Previsore: Michele Tonnini

Aggiornato il 5 ottobre 2025, 15:00

Mappa previsione del 06 ottobre 2025

TESTO BREVE

Nella giornata di lunedì, l’azione di una saccatura nord-atlantica darà luogo ad una giornata spiccatamente instabile su parte del dominio previsionale, in particolare nella prima parte della giornata e tra medio-basso versante adriatico, Mar Ionio e regioni balcaniche centro-meridionali. La fenomenologia più intensa è attesa tra la notte e il mattino, mentre nel corso del pomeriggio si avrà una graduale attenuazione e cessazione delle precipitazioni. Viene emesso un livello 0 di pericolosità principalmente per la possibilità di residui rovesci, occasionalmente temporaleschi, dalle Marche costiere centro-meridionali al Salento. Altri acquazzoni potranno bagnare al mattino la Sicilia tirrenica e interessare poi la Calabria, con un moto ovest-est. Il livello 0 è valido altresì per la possibilità di trombe marine sul versante adriatico, dati i valori di CAPE 0-3 km localmente superiori ai 200 J/kg. Un livello 1 di pericolosità viene emesso, invece, per la porzione più sud-orientale del dominio previsionale. Qui il rischio maggiore è legato alle piogge convettive intense, con accumuli > 80mm/3h, dati i valori di PWAT fino a 40mm. Il rischio di temporali forti su quest’area del dominio è concreto anche per la presenza di valori di energia potenziale più elevati rispetto al resto del dominio, fino a 1200-1300 J/kg. Non sono da escludere fenomeni di natura multicellulare e una o due supercelle in mare aperto, dati i valori di shear > 25 m/s e di SREH 0-3 km > 200 m2/s2, che potrebbero produrre qualche grandinata di medie dimensioni. Anche in questo caso saranno possibili trombe marine, dati i valori di CAPE 0-3 km ben al di sopra dei 200 J/kg.  

DISCUSSIONE

Nella giornata di lunedì, l’azione di una saccatura nord-atlantica darà luogo ad una giornata spiccatamente instabile su parte del dominio previsionale, in particolare nella prima parte della giornata e tra medio-basso versante adriatico, Mar Ionio e regioni balcaniche centro-meridionali. La fenomenologia più intensa è attesa tra la notte e il mattino, mentre nel corso del pomeriggio si avrà una graduale attenuazione e cessazione delle precipitazioni.
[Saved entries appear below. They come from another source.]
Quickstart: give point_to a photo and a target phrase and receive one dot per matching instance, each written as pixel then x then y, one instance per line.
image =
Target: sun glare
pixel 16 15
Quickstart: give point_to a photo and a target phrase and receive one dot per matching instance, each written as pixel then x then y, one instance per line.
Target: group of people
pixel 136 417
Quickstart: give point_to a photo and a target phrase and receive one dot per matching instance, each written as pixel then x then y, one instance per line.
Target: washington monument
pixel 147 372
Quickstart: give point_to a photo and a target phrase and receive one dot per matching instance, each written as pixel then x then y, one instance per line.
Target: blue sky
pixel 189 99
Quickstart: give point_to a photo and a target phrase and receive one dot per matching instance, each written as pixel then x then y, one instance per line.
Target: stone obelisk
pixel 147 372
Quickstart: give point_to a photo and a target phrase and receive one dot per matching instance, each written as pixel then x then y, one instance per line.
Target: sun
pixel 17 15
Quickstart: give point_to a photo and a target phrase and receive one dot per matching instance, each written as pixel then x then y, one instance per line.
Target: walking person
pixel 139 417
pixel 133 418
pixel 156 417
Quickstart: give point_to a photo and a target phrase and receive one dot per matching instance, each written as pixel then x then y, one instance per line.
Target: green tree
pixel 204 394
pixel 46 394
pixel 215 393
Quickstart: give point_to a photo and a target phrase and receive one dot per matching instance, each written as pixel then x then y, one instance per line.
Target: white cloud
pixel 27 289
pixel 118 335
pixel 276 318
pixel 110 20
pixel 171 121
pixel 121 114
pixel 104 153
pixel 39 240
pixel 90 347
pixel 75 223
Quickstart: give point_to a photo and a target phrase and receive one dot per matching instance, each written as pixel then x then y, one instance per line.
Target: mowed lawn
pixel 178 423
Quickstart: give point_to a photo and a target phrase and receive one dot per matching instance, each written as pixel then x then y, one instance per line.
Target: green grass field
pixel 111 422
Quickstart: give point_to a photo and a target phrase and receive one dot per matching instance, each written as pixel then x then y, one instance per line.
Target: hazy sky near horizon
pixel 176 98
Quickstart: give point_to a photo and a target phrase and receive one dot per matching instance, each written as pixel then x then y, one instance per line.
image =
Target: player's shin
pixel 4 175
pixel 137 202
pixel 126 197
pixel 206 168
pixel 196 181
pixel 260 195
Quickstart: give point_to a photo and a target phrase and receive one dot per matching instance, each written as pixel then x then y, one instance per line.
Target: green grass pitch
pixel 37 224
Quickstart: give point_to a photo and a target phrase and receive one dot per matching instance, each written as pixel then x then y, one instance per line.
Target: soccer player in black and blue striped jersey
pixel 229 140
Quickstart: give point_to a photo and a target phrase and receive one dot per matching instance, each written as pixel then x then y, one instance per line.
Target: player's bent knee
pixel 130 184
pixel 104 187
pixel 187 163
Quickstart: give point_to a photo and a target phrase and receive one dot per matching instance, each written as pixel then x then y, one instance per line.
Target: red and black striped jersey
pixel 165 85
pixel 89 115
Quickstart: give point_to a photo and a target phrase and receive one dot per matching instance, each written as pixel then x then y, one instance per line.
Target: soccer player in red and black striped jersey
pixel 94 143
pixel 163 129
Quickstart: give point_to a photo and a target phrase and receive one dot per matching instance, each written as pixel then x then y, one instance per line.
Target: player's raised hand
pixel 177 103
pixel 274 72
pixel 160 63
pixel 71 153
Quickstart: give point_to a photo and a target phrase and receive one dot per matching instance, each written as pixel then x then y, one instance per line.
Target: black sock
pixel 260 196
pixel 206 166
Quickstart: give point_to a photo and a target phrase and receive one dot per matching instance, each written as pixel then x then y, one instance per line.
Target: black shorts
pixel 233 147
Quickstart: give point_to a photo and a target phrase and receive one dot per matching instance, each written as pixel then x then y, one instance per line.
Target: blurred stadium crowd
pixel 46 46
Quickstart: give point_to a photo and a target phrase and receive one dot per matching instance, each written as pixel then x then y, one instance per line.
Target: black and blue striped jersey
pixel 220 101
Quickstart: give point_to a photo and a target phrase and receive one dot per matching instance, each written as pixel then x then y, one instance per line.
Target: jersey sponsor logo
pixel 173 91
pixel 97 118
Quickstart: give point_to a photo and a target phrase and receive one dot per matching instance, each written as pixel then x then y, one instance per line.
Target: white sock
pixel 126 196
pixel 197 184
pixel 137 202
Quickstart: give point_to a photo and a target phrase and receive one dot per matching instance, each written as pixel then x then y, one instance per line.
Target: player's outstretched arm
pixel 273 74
Viene emesso un livello 0 di pericolosità principalmente per la possibilità di residui rovesci, occasionalmente temporaleschi, dalle Marche costiere centro-meridionali al Salento. Altri acquazzoni potranno bagnare al mattino la Sicilia tirrenica e interessare poi la Calabria, con un moto ovest-est. Il livello 0 è valido altresì per la possibilità di trombe marine sul versante adriatico, dati i valori di CAPE 0-3 km localmente superiori ai 200 J/kg. Un livello 1 di pericolosità viene emesso, invece, per la porzione più sud-orientale del dominio previsionale. Qui il rischio maggiore è legato alle piogge convettive intense, con accumuli > 80mm/3h, dati i valori di PWAT fino a 40mm. Il rischio di temporali forti su quest’area del dominio è concreto anche per la presenza di valori di energia potenziale più elevati rispetto al resto del dominio, fino a 1200-1300 J/kg. Non sono da escludere fenomeni di natura multicellulare e una o due supercelle in mare aperto, dati i valori di shear > 25 m/s e di SREH 0-3 km > 200 m2/s2, che potrebbero produrre qualche grandinata di medie dimensioni. Anche in questo caso saranno possibili trombe marine, dati i valori di CAPE 0-3 km ben al di sopra dei 200 J/kg.